Oyang looked mystified.  ‘No.  This is not the Machine.  Just a manufacturing facility.  But I can tell you all the innovations you see here were Semyonov’s ideas.  All his doing.  He was a remarkable man, Professor Stone.  We shall miss him a great deal.’  Oyang gave the impression that he missed Semyonov personally.  Although anyone would miss a human money-tree, which was what Semyonov had been to him.  ‘Everything here came from Semyonov
xiansheng
.  But now he’s dead.’   

‘So now Semyonov is dead, all this technology just – stops?’ asked Stone.

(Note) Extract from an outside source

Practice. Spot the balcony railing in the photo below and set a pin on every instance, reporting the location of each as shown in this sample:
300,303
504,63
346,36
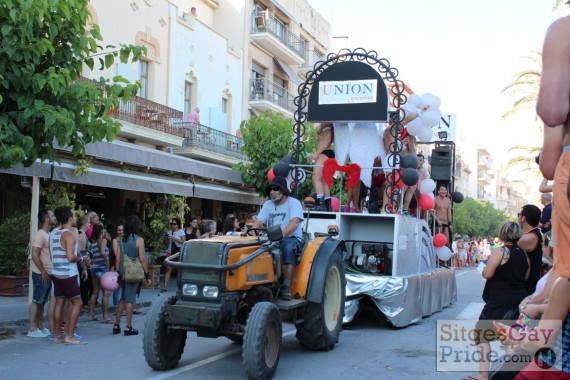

‘Possibly.  Where can you find a person to understand it all?’ said Oyang, looking to left and right.  ‘You can’t.  So perhaps it is finished.’

‘What about the Machine?  Is that finished too?’

‘The Machine, I believe is different.  Steven Semyonov told me they had discovered something very important, and that was why he wanted to invest in China.  And the Chinese scientists needed Semyonov.’

‘They needed him?  Or his money?’

‘Money?’  Oyang laughed.  ‘The money was simply evidence of his good faith.  Nothing more.  No one needed money.’